Tu as appelé Dirk et ça s’est fait comme ça, simplement ?

 

Oui, c’est parfois le bon moment… Le bon moment, la bonne idée, et puis voilà. C’est aussi le fait qu’en vieillissant, tu acquiers un peu d’expérience, donc peut-être que c’est le fruit de toutes ces années de projets qui n’ont pas forcément marché, ou pas assez. Dans ce cas, tu as peut-être un peu plus de lucidité, et puis tu te dis : tiens, si on mélangeait un peu nos deux univers, un pied dans la forêt, un pied dans le metal, et qu’on s’adressait à cette communauté, parce que moi, je reste persuadé que c’est une super communauté. Les métalleux, tu vois, ce sont des gens qui font plein de choses par eux-mêmes : ils organisent des actions, ils mettent en place des concerts, ils réalisent des œuvres, enfin, tu vois, ce ne sont pas des fainéants et ce ne sont pas des consommateurs passifs, quoi. Du coup, dans ma tête, je me disais qu’il y avait peut-être quelque chose à faire dans ce milieu-là. Et voilà, au départ, on n’avait pas prévu que ça devienne ce que c’est devenu aujourd’hui. On avait vraiment envie, tu vois, d’essayer de former un groupe avec des gens connus, mais bon, c’est hyper dur de faire ça. À la base, le projet musical que j’avais avec POUN n’était pas du tout prévu pour être SAVAGE LANDS. En fait, cela est venu après. On a fait écouter les titres à Dirk, et on lui a demandé ce qu’il en pensait. Et en fait, c’est là qu’on s’est dit : mais pourquoi attendre d’avoir des gens qui montent un groupe alors qu’on en a un, et qu’on peut proposer, à l’inverse, à des gens de venir faire un featuring sur des morceaux qu’on a déjà écrits ?

Cela a conduit à la création d’un projet d’envergure. À ce stade, j’imagine que vous ne réalisiez pas que vous alliez atteindre un tel niveau, n’est-ce pas ? Vous aviez sans doute des espoirs, mais je ne pense pas que vous osiez envisager cela ?

 

En réalité, un élément décisif a joué un rôle : nous avons réalisé notre première opération avec une guitare, fabriquée à partir d’un arbre tombé près de chez moi.

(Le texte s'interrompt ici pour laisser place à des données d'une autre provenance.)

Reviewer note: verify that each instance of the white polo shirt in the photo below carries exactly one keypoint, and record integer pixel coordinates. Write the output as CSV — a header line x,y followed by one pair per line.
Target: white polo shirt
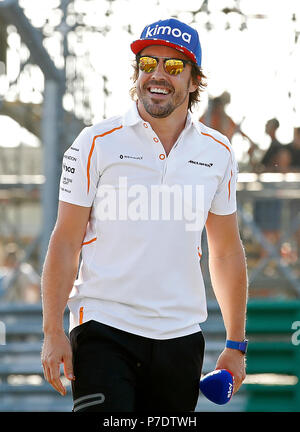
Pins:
x,y
140,269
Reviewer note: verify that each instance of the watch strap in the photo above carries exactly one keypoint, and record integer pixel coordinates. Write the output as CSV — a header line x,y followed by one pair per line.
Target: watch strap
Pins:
x,y
241,345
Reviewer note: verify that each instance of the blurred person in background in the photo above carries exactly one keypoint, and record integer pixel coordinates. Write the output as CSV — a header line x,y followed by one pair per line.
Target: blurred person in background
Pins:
x,y
19,282
269,160
135,307
268,212
294,149
216,117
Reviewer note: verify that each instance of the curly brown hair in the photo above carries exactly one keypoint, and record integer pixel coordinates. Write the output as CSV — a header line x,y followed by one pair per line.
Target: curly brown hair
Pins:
x,y
197,75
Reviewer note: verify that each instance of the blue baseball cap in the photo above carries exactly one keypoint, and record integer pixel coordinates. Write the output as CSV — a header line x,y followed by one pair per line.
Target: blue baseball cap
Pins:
x,y
172,33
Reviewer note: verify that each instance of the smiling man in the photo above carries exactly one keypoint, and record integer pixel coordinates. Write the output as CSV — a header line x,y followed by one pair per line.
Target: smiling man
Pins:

Nous avons fait appel à un musicien de DUNABLE pour l’accompagner. De plus, Dirk, qui jouait au Hellfest, m’a contacté pour me dire qu’Olivier GARNIER, à l’époque, faisait mention du festival en m’invitant à y participer. Je dois admettre que je n’étais pas familier avec le Hellfest à ce moment-là. Il est vrai que j’avais pris mes distances avec la musique en 2003 ou 2004. À partir de cette période, j’ai vécu dans la forêt au Costa Rica. Ainsi, je n’étais pas au courant de tout cet engouement qui s’était développé autour du Hellfest. De surcroît, j’ai fait mon entrée lors de l’édition qui a suivi la pandémie, une édition double, pour être précis. J’ai été véritablement surpris. À ce moment-là, j’ai constaté qu’il y avait quelque chose d’intéressant. Je suis conscient qu’il existe des détracteurs et que, de manière générale, on trouve toujours des personnes avec des opinions variées. Pour ma part, je n’avais pas d’à priori à ce sujet. En découvrant cet univers, j’ai réalisé qu’il y avait effectivement quelque chose d’attrayant. Ainsi, nous nous sommes retrouvés avec notre guitare, tentant de dialoguer avec les gens et de leur faire découvrir que des artistes, comme les membres de GOJIRA qui avaient également participé et signé. En revoyant certains concerts, je me suis dit que c’était vraiment intéressant, et j’ai eu l’envie de m’engager davantage. L’année suivante, ALCEST m’a invité à monter sur scène avec eux. GOJIRA a également montré un soutien similaire. C’est à ce moment-là que Ben BARBAUD m’a contacté pour me faire part de son intérêt pour ce que je faisais et qu’il souhaitait que nous en discutions. Ainsi, les choses se sont rapidement enchaînées. Parallèlement, nous avons commencé les démarches auprès de divers labels. Il est important de préciser que notre projet n’est pas celui d’un groupe de musique, mais plutôt d’une ONG. 

 

C’est ce que je souhaitais aborder avec toi.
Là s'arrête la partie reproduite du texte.